Maintenant que nous avons pris connaissance « des diverses conspirations » et des plans occultes tramés par « les dominateurs sombres du NOM », nous allons poursuivre cette intéressante recherche d’informations dignes de confiance. Réellement, ces informations qui « nous concernent tous » et nous verrons que de nombreux chercheurs en « sciences politiques et en géopolitique  » ont pu démontrer que les membres du « Nouvel Ordre Mondial NWO « , ont été, dans leur propre intérêt, les créateurs de « la Réserve d’Or inconstitutionnelle  » (FED).

Nous parlons d’une « Banque Nationale privée » qui, avec d’autres « Banques internationales » appartenant aux  » vingt principales familles-puissances » ainsi qu’aux « Illuminatis-Bilderberg et autres Ordres Secrets » sont celles qui « avec une avarice insatiable  » se sont approprié et ont contrôlé tous « les dépôts d’Or du monde ». 

C’est ainsi que  « les réserves d’Or » que chaque pays avait « toujours eu » ont diminué jusqu’à « disparaître totalement ». Et même si les « Gold-Holdings » (dépôts d’or) affirment que ces réserves sont en sécurité, est-ce vrai ou est-il possible qu’il  n’y ait plus d’or dans les coffres forts ?

De récentes investigations de spécialistes en finance et en économie ont démontré que l’Or de nombreux pays n’existe plus et a été remplacé par du « Tungstène recouvert d’Or ».

Pour ce que nous savons sur cette énorme « fraude mondiale de l’or », elle est tellement malhonnête qu’elle pourrait bien avoir de graves conséquences aussi bien sur  l’Elite Internationale dont font partie « les Bilderberg, Illuminatis, Majestic 12, le Club Bohème et le Club de Rome », que sur beaucoup d’autres de leurs  « Obscures Sociétés Secrètes ».

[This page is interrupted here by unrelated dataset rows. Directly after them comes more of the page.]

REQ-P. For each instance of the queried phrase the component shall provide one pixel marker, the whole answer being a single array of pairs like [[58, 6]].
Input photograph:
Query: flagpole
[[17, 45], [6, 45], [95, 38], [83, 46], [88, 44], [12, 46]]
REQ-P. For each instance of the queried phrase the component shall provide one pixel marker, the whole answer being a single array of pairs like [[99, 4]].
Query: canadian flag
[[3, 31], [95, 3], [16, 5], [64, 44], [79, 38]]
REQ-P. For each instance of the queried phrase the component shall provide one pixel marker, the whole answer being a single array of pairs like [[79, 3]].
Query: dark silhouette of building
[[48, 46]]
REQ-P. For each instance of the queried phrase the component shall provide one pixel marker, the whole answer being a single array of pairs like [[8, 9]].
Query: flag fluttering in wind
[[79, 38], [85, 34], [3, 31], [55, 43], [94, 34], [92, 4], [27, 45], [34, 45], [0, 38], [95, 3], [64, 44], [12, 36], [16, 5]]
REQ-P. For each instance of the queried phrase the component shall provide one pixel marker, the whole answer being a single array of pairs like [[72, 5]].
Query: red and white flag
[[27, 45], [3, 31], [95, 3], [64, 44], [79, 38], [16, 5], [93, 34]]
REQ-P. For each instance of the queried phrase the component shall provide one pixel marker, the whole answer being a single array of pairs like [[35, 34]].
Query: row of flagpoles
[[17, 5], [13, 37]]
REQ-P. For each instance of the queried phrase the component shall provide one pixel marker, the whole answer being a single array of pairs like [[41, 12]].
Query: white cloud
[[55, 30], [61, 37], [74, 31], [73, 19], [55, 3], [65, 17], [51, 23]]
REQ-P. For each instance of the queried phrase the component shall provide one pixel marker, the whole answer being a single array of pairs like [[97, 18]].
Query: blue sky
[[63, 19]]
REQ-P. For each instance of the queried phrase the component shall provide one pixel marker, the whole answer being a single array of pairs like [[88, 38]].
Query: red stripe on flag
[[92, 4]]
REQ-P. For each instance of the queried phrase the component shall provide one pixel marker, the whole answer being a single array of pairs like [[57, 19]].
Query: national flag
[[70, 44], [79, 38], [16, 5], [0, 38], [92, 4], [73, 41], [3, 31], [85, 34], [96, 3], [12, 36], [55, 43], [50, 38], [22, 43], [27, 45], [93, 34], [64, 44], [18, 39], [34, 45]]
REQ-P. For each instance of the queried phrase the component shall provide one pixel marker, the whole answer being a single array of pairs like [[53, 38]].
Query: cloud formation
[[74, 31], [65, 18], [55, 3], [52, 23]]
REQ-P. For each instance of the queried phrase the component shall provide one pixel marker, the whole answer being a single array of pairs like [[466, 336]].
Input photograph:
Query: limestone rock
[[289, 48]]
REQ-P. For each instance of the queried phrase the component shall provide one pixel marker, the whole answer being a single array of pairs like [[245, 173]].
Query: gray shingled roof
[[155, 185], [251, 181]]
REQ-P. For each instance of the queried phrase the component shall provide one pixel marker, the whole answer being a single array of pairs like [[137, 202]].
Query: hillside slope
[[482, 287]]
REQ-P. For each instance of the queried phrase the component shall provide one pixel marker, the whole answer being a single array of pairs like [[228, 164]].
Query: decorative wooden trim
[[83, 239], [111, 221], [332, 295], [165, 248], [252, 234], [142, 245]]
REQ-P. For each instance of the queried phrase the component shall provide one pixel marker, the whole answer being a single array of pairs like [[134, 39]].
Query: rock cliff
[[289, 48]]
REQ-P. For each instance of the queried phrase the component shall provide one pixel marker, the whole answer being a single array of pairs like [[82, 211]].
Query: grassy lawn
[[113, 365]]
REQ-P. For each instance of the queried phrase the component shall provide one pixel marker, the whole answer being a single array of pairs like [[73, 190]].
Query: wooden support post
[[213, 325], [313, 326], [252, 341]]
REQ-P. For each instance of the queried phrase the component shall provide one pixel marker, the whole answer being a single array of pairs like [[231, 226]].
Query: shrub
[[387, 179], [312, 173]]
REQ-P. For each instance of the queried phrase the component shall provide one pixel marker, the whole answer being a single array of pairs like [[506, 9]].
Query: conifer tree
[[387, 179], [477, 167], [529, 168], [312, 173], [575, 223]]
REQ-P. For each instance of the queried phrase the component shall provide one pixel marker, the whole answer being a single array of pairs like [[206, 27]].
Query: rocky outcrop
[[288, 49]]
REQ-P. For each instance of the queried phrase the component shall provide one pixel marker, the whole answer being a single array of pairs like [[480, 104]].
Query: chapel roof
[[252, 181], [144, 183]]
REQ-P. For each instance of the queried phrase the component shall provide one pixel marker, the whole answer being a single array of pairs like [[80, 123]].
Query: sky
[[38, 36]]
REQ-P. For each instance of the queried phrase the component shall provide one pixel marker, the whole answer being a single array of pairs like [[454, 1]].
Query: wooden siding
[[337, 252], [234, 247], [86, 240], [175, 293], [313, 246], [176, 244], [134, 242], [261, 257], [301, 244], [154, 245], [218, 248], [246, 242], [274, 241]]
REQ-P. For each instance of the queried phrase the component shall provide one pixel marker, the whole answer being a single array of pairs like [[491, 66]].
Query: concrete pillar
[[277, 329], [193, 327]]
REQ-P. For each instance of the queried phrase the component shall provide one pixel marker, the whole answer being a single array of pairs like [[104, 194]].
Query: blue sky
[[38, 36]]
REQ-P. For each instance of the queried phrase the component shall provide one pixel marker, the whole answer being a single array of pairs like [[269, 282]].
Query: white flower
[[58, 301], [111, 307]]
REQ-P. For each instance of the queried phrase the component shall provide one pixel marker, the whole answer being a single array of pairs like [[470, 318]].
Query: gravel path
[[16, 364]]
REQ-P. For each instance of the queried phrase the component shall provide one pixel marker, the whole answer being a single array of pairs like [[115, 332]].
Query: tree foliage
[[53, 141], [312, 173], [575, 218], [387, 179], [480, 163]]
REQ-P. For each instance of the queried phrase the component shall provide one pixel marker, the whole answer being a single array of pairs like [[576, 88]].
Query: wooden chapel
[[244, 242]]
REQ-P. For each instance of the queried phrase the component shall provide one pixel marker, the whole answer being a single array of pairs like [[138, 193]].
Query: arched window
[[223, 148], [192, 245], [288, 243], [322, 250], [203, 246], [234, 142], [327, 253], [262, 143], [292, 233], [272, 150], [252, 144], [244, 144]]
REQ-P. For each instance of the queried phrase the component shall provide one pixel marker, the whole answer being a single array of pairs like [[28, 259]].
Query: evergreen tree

Nous devons connaître l’objectif du NOW, en effet,  en plus d’appauvrir la population et de la plonger dans de terribles crises économiques, « les Seigneurs Obscurs » avaient prévu dans leur cruel calendrier le terrible attentat des  « Tours Jumelles du Centre Financier » de New-York, le 11 septembre 2001. Si nous approfondissons ce mystère nous observerons comme point central de ce terrible désastre la présence du célèbre « numéro 11 ».